SRM 2373 consists of DNA extracted from five breast-cancer cell lines, each with a different average number of copies of the HER2 genes, relative to a selected set of unvarying reference genes. Across the five-vial set, NIST-certified ratios of HER2 copies to the reference genes range from just over one to about 18.

“The collaboration with the Frederick National Lab is very valuable for NIST to ensure that the reference materials we develop are relevant and timely to meet the needs of the clinical and research communities in the rapidly changing field of molecular diagnosis of cancer,” said NIST biochemist Kenneth Cole.

The HER2 reference material is the latest addition to a growing list of measurement tools that NIST has developed to help advance genomics-inspired precision medicine. NIST also is working with Frederick National Lab researchers and industry to improve detection and reliable measurement of cell-free circulating tumor DNA, sometimes called liquid biopsies. Circulating tumor DNA has been detected in many cancers and might be used to monitor patients’ therapeutic progress and whether tumors mutate to become resistant to treatments.

NIST recently signed a three-year Cooperative Research and Development Agreement with SeraCare Life Sciences to collaborate on an interlaboratory study comparing measurements of the company’s circulating tumor DNA reference material.

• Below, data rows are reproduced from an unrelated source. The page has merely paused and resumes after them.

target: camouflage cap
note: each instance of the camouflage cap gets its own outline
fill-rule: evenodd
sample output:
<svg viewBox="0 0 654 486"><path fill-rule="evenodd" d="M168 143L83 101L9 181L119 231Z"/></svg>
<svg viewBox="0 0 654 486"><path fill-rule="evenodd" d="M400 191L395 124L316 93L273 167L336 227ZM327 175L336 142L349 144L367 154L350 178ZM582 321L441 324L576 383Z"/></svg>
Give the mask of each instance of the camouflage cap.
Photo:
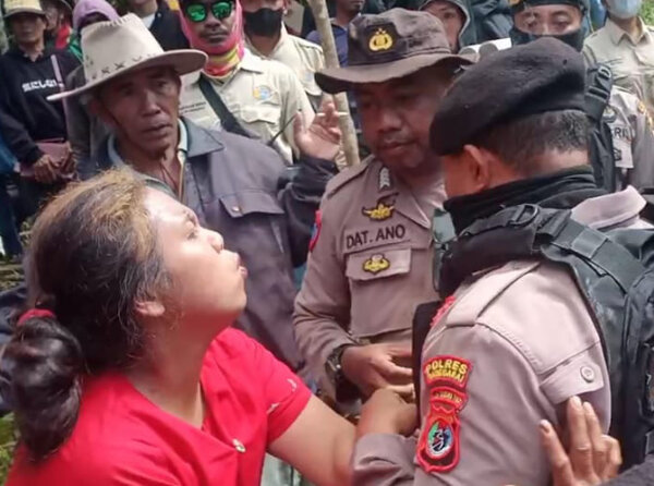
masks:
<svg viewBox="0 0 654 486"><path fill-rule="evenodd" d="M348 29L348 65L315 74L326 93L356 84L384 83L441 62L471 64L476 56L452 54L445 27L427 12L390 9L378 15L359 15Z"/></svg>

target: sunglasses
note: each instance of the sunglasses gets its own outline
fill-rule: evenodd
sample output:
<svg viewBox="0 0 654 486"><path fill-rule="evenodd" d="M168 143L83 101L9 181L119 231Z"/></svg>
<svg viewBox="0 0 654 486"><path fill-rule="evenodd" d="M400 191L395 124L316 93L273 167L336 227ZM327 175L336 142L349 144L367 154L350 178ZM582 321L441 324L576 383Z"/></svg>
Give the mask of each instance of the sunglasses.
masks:
<svg viewBox="0 0 654 486"><path fill-rule="evenodd" d="M234 9L234 3L229 0L218 0L211 3L210 5L207 5L205 3L189 3L184 8L184 15L186 15L186 17L191 22L204 22L209 15L209 9L211 9L211 13L214 14L214 16L221 21L231 15Z"/></svg>

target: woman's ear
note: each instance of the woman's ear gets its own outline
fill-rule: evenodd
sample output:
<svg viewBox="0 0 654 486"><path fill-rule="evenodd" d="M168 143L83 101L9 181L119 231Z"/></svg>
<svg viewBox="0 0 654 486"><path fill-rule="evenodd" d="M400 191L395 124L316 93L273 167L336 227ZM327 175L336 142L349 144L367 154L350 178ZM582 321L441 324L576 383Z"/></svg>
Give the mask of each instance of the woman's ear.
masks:
<svg viewBox="0 0 654 486"><path fill-rule="evenodd" d="M147 318L161 317L166 313L166 306L157 299L136 301L134 309L136 314Z"/></svg>

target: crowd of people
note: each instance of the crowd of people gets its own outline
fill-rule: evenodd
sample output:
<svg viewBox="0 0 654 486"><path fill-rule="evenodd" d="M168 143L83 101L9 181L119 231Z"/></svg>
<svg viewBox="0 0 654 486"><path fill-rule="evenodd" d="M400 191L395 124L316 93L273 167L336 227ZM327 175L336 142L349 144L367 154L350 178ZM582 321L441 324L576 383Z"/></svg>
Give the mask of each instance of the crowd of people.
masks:
<svg viewBox="0 0 654 486"><path fill-rule="evenodd" d="M327 7L3 0L8 485L654 483L642 2Z"/></svg>

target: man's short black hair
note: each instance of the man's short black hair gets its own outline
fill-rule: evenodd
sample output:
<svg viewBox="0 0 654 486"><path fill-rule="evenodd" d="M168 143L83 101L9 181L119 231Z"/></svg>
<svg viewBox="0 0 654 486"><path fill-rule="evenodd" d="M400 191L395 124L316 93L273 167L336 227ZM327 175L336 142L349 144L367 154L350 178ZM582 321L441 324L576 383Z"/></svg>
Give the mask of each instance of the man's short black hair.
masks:
<svg viewBox="0 0 654 486"><path fill-rule="evenodd" d="M473 145L532 177L552 171L547 163L552 153L588 151L589 129L588 116L582 111L548 111L491 127Z"/></svg>

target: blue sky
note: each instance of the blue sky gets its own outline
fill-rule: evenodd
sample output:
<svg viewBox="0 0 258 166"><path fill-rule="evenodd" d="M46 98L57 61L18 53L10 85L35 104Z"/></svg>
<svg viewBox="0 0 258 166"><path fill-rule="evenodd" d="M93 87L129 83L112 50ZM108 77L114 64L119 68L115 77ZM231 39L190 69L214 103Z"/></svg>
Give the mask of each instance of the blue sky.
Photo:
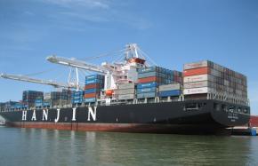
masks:
<svg viewBox="0 0 258 166"><path fill-rule="evenodd" d="M248 77L258 115L256 0L0 0L0 71L65 81L57 54L85 59L136 43L159 66L210 59ZM102 59L103 60L103 59ZM91 60L101 63L101 59ZM0 101L52 87L0 80Z"/></svg>

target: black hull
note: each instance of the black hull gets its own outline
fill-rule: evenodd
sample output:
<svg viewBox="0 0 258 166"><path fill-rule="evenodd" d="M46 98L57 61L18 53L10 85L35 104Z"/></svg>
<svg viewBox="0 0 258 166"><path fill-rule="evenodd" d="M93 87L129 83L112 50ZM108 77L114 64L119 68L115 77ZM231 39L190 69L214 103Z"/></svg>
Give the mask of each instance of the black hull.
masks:
<svg viewBox="0 0 258 166"><path fill-rule="evenodd" d="M188 109L186 106L193 102L202 107ZM57 109L49 109L44 110L47 114L44 115L43 110L2 112L0 115L7 125L14 127L125 132L214 133L248 123L249 114L214 109L214 103L219 107L233 106L215 100L198 100L85 107L74 111L61 108L60 114ZM244 106L234 107L249 110Z"/></svg>

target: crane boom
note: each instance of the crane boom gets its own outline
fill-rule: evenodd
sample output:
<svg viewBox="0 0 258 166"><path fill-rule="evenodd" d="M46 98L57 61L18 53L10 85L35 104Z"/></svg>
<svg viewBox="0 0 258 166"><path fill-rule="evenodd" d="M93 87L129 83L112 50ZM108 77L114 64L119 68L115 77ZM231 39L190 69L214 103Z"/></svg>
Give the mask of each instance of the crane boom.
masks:
<svg viewBox="0 0 258 166"><path fill-rule="evenodd" d="M52 63L82 68L88 71L97 72L101 75L106 75L108 73L108 70L101 68L101 67L88 64L85 61L73 59L66 59L62 57L57 57L55 55L49 56L46 58L46 59Z"/></svg>
<svg viewBox="0 0 258 166"><path fill-rule="evenodd" d="M9 75L9 74L1 74L1 78L11 79L11 80L17 80L21 82L29 82L29 83L36 83L40 84L47 84L54 87L61 87L61 88L77 88L77 85L73 84L65 84L61 83L56 83L51 80L40 80L36 78L30 78L25 75Z"/></svg>

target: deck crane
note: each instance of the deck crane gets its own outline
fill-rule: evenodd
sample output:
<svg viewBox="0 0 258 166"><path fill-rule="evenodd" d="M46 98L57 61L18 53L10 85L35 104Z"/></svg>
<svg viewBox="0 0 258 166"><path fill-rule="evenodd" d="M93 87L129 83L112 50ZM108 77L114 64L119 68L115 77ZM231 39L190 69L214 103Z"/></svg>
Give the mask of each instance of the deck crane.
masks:
<svg viewBox="0 0 258 166"><path fill-rule="evenodd" d="M144 67L145 59L141 57L141 51L137 44L126 44L125 49L125 63L109 64L103 62L101 66L89 64L76 59L66 59L55 55L49 56L46 59L52 63L81 68L92 72L96 72L105 75L105 90L117 88L119 83L128 83L137 81L137 68Z"/></svg>
<svg viewBox="0 0 258 166"><path fill-rule="evenodd" d="M31 78L26 75L9 75L9 74L4 74L2 73L0 75L1 78L4 79L11 79L11 80L16 80L16 81L22 81L22 82L28 82L28 83L40 83L40 84L46 84L46 85L51 85L55 88L78 88L77 83L57 83L52 80L40 80L36 78Z"/></svg>

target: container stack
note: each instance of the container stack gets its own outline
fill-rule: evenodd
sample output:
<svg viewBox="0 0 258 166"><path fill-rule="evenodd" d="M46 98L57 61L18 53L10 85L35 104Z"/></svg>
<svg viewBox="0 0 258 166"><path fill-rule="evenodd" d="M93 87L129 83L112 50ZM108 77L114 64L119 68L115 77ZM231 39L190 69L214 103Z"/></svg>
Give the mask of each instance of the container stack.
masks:
<svg viewBox="0 0 258 166"><path fill-rule="evenodd" d="M72 104L82 104L84 102L84 91L73 91Z"/></svg>
<svg viewBox="0 0 258 166"><path fill-rule="evenodd" d="M181 83L165 84L158 87L158 96L165 97L179 97L181 95Z"/></svg>
<svg viewBox="0 0 258 166"><path fill-rule="evenodd" d="M43 99L42 99L42 98L37 98L35 100L35 107L36 108L42 108L42 107L43 107Z"/></svg>
<svg viewBox="0 0 258 166"><path fill-rule="evenodd" d="M246 76L209 60L184 65L183 94L223 94L247 101Z"/></svg>
<svg viewBox="0 0 258 166"><path fill-rule="evenodd" d="M135 99L135 83L118 84L117 98L119 100L130 100Z"/></svg>
<svg viewBox="0 0 258 166"><path fill-rule="evenodd" d="M21 109L25 109L26 108L22 102L17 102L17 103L14 104L13 107L14 107L15 110L21 110Z"/></svg>
<svg viewBox="0 0 258 166"><path fill-rule="evenodd" d="M157 97L157 87L163 84L182 83L181 73L160 67L139 69L137 99Z"/></svg>
<svg viewBox="0 0 258 166"><path fill-rule="evenodd" d="M22 92L22 102L32 107L35 106L35 100L37 98L43 98L43 96L44 93L42 91L25 91Z"/></svg>
<svg viewBox="0 0 258 166"><path fill-rule="evenodd" d="M91 75L85 77L85 103L94 103L100 99L101 91L104 89L105 76Z"/></svg>

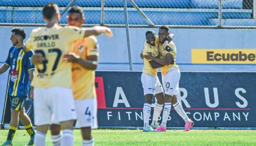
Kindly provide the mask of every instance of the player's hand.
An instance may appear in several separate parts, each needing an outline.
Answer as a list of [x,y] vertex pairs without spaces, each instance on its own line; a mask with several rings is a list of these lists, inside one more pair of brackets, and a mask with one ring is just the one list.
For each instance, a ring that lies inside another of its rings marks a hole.
[[33,86],[30,86],[30,91],[29,92],[29,98],[30,98],[30,99],[34,99],[34,87]]
[[143,54],[142,54],[142,50],[141,50],[141,53],[140,54],[140,58],[141,59],[143,59],[144,58]]
[[168,42],[171,42],[172,39],[174,38],[174,34],[173,33],[169,33],[169,35],[167,36],[167,40]]
[[152,55],[151,52],[148,52],[148,55],[144,55],[143,57],[146,60],[152,60],[152,59],[154,59],[154,57]]
[[113,33],[111,29],[105,26],[94,26],[93,29],[95,29],[99,34],[106,34],[108,37],[112,37]]
[[44,58],[41,54],[35,54],[31,58],[31,62],[34,65],[41,64],[44,60]]
[[65,62],[75,63],[80,58],[80,57],[74,53],[69,53],[64,55],[63,60]]

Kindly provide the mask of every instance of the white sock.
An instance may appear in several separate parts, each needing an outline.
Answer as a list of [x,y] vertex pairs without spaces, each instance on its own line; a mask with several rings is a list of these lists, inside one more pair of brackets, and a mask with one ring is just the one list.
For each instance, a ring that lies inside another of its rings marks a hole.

In 2015, NIST and its partners in the Genome in a Bottle Consortium issued NIST Reference Material (RM) 8398 Human DNA for Whole-Genome Variant Assessment, for which about 77 percent of the genome is characterized with high levels of confidence. The Food and Drug Administration used the genome reference material as its “truth set” for its just-completed PrecisionFDA Consistency Challenge, intended to advance quality standards for whole human genome sequencing.

In May 2016, NIST issued a “Peptide Mixture for Proteomics” (RM 8321), which contains 440 synthetic peptides, or segments of proteins. Proteomics is the identification and study of proteins, which are encoded by genes and are, ultimately, the body’s “doers,” acting alone or in groups to drive processes involved in health and disease.